Whenever I have a new friend come to my apartment, they always react in awe and tell me how great it is, how cool it must be to live here! Yet all I can see is the concrete. I feel compelled to convince them that it’s actually not so cool, that it used to be so much better, if only they could have seen it. It’s hard to unsee how things were better before. It makes me think of the summer I lived in New York. In the moment it was a deeply miserable experience yet I look back on it with nostalgia and romanticism. The suffering has been distanced and therefore is experienced now with the charm and amusement of a romantic comedy. I guess this is the curse of adulthood, the inevitable accepting of the lines that have been drawn, of the buildings that can no longer be un-built, and the coming to terms with the fact that that the future is constantly being shaped by the series of small moments that are happening today.

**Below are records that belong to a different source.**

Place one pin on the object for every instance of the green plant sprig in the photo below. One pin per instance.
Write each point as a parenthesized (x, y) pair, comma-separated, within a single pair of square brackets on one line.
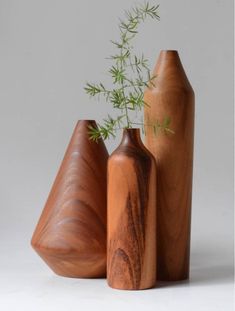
[(127, 93)]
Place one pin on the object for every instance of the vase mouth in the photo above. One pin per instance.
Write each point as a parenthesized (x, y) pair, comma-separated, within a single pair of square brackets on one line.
[(169, 51)]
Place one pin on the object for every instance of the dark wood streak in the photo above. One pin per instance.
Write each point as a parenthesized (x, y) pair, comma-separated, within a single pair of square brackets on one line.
[(71, 232), (131, 217)]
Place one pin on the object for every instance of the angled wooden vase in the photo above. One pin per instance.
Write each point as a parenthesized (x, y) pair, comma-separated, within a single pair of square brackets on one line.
[(131, 248), (71, 232), (172, 97)]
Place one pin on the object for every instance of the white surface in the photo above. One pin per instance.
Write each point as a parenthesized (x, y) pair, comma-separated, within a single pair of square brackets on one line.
[(28, 285), (48, 50)]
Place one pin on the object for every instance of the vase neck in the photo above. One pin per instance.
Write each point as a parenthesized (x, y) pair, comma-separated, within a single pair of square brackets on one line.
[(131, 136), (168, 63), (169, 68)]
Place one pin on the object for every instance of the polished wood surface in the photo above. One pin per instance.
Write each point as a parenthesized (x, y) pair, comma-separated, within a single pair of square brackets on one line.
[(71, 233), (131, 262), (172, 96)]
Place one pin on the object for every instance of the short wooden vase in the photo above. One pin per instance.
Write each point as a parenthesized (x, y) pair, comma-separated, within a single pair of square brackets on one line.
[(71, 232), (131, 247), (172, 97)]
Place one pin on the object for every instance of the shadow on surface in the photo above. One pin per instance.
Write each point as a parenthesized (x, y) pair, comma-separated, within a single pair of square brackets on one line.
[(208, 266)]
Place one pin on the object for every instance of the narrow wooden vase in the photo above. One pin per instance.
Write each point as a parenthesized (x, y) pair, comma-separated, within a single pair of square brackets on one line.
[(71, 232), (131, 249), (172, 97)]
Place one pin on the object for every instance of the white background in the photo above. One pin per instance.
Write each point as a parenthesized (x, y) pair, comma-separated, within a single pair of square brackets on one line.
[(48, 50)]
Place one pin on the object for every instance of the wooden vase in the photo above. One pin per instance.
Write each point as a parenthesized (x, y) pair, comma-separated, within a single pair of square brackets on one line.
[(131, 247), (71, 232), (172, 97)]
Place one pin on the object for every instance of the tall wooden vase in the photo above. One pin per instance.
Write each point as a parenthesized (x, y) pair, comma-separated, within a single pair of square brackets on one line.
[(172, 97), (131, 249), (71, 232)]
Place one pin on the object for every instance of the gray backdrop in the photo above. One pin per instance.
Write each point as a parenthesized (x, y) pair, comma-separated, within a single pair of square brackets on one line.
[(48, 50)]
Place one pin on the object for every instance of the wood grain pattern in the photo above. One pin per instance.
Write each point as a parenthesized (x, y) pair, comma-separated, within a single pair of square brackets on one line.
[(71, 232), (131, 262), (173, 96)]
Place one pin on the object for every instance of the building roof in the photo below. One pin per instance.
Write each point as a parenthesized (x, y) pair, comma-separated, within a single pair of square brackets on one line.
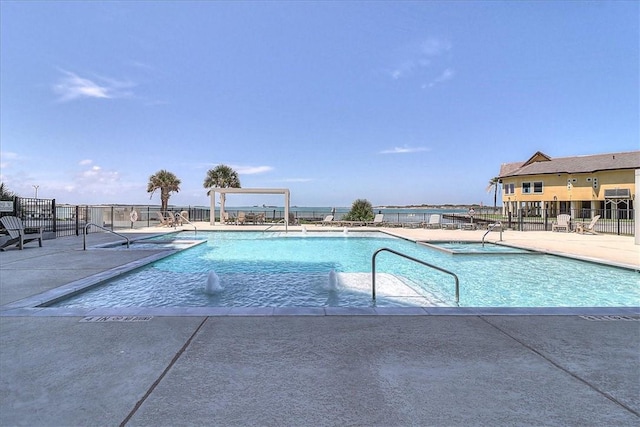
[(540, 164)]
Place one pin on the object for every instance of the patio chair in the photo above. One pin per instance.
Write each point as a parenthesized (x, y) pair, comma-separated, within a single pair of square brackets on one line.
[(563, 222), (172, 222), (328, 220), (242, 218), (292, 219), (164, 222), (18, 235), (434, 221), (229, 218), (582, 228), (173, 219)]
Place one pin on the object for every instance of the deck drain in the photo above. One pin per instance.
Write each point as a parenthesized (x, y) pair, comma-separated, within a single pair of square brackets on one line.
[(117, 319), (609, 318)]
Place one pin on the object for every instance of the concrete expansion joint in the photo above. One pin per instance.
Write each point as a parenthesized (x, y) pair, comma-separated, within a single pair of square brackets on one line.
[(163, 374), (562, 368)]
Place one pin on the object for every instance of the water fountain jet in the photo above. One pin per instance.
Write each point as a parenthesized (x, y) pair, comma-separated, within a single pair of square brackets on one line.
[(213, 284)]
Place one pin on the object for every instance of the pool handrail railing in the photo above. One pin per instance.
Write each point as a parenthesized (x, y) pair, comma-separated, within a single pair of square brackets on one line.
[(490, 228), (419, 261), (86, 228), (182, 217), (286, 226)]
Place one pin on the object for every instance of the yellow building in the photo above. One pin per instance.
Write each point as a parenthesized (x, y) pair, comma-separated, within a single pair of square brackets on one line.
[(583, 186)]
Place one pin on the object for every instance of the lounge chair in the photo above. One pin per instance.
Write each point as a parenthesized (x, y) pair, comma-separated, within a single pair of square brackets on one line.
[(563, 222), (18, 235), (164, 222), (378, 220), (229, 218), (242, 218), (434, 221), (292, 219), (173, 221), (582, 228)]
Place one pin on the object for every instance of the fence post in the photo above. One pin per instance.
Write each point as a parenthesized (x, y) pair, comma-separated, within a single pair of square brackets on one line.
[(77, 220), (520, 220), (54, 216)]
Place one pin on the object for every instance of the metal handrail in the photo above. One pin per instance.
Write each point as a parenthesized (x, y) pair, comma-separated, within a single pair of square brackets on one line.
[(286, 226), (195, 230), (419, 261), (491, 227), (86, 228)]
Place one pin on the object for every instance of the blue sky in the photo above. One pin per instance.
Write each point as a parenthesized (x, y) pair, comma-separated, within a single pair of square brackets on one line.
[(396, 102)]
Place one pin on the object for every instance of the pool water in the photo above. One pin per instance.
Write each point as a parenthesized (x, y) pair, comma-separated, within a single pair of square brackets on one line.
[(256, 269), (477, 248)]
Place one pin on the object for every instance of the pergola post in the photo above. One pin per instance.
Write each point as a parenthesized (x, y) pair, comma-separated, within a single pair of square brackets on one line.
[(223, 193)]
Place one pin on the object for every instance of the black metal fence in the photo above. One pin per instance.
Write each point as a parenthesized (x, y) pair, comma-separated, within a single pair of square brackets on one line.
[(66, 220), (69, 220), (611, 221)]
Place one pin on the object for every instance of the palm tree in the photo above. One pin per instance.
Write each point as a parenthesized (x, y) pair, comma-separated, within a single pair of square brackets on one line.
[(361, 210), (222, 176), (493, 185), (167, 182), (5, 194)]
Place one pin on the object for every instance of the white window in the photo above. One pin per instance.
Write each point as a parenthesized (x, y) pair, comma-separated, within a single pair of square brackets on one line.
[(537, 187)]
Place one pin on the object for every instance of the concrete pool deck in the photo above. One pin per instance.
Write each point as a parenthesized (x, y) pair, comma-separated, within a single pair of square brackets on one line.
[(478, 368)]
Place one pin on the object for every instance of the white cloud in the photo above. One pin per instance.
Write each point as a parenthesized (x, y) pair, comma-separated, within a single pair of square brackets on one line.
[(71, 86), (251, 170), (404, 150), (420, 57), (296, 180)]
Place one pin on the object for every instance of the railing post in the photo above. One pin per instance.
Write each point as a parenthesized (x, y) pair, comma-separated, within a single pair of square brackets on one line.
[(54, 216), (77, 220)]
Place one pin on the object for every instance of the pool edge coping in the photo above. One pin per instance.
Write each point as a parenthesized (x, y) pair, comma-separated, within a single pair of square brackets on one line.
[(32, 306)]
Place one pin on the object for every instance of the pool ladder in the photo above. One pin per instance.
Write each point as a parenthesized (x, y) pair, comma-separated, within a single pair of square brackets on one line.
[(491, 227), (419, 261), (86, 230)]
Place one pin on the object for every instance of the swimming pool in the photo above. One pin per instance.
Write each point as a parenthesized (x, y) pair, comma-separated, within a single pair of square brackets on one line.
[(255, 269)]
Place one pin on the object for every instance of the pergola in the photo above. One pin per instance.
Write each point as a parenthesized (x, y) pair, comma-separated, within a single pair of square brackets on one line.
[(224, 191)]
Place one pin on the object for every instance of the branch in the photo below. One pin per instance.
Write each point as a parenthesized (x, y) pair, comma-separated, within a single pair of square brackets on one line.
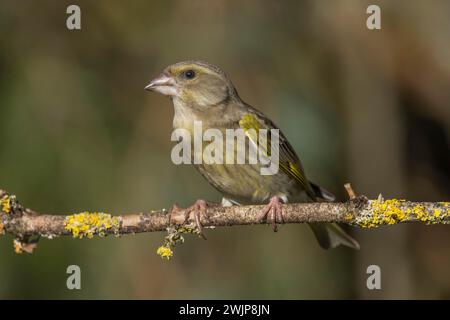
[(26, 226)]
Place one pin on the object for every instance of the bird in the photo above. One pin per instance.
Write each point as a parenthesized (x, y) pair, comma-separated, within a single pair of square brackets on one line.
[(202, 92)]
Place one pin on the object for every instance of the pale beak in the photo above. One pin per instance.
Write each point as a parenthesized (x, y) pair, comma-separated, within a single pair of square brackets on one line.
[(163, 84)]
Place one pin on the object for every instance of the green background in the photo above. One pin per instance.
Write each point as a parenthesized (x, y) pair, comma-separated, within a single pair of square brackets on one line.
[(78, 132)]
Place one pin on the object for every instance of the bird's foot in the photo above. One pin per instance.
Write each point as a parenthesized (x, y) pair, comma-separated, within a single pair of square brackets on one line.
[(199, 209), (273, 212)]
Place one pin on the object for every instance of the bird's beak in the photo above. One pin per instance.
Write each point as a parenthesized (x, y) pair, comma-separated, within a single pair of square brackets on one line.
[(163, 84)]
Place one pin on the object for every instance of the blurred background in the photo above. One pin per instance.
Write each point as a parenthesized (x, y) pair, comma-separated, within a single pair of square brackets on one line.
[(78, 132)]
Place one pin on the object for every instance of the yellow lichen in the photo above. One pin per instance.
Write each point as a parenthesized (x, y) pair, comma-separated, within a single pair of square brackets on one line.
[(5, 204), (393, 211), (86, 224), (349, 217), (17, 246), (164, 252), (384, 213)]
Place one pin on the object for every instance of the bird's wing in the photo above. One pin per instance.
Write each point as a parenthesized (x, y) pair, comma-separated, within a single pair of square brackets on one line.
[(288, 160)]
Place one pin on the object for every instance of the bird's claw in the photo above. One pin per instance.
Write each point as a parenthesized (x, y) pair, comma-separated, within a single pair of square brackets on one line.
[(199, 210), (273, 213)]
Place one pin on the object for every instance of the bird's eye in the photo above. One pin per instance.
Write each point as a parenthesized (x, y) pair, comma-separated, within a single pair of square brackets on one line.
[(189, 74)]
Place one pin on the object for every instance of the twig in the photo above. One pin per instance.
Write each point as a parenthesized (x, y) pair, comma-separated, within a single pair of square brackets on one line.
[(26, 226)]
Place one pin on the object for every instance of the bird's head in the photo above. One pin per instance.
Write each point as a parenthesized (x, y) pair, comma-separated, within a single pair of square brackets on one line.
[(195, 84)]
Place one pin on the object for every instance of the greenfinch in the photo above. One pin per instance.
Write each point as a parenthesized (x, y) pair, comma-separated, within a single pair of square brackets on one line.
[(201, 92)]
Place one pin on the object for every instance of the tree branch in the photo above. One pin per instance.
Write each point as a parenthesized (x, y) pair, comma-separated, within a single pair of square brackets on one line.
[(26, 226)]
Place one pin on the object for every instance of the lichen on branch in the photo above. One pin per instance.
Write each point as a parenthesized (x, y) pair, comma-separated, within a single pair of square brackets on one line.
[(27, 226)]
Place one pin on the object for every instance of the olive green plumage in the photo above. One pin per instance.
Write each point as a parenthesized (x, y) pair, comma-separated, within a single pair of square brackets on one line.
[(202, 92)]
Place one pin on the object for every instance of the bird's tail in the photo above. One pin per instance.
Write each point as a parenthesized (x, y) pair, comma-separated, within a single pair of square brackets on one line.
[(330, 235)]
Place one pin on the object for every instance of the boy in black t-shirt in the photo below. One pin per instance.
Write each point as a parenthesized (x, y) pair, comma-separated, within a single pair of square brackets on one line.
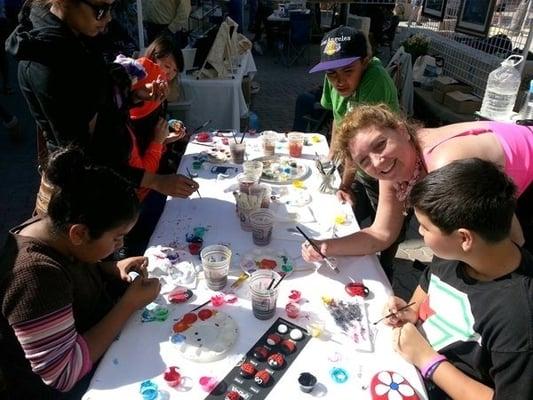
[(470, 330)]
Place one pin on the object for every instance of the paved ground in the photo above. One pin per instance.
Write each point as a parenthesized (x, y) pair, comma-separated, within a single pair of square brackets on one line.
[(274, 105)]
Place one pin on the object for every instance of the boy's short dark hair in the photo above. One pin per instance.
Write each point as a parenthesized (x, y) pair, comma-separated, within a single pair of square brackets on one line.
[(473, 194)]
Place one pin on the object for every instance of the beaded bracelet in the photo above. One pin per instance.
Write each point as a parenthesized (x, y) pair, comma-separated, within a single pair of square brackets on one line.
[(430, 367)]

I met you at the Charlotte acoustic event and, at 36, I felt like one of the oldest attendees, especially bc I was there alone and not as a chaperone. It was a beautiful performance and an honor to hear you play. Afterwards, I couldn’t stop thinking about what an exhausting schedule it had to be and how much of yourselves you give to not only the performance, but your personal time spent touring for months every year and talking to fans for so long after every show. Like you said, putting on a happy face takes a lot of effort and energy sometimes. Then the construction struggles just add to the frustration when you come home and all you want to do is rest for a bit in your own private space. I lived in Kendall for 4 years, I know the never ending construction cycles of Miami lol
Anyway, I hope you’re able to find a resolution that brings some peace soon. Thank you for pulling back the curtain a bit and being so open and vulnerable. Always love reading your pieces. Big hugs!
Wow. What a wonderful piece. Your talent as an artist not only shines through your music but in you writing too. I have waited for your next piece and am not disappointed. I have so much to say in response but a comments section doesn’t feel the right place. Keep up the good work Siobhan.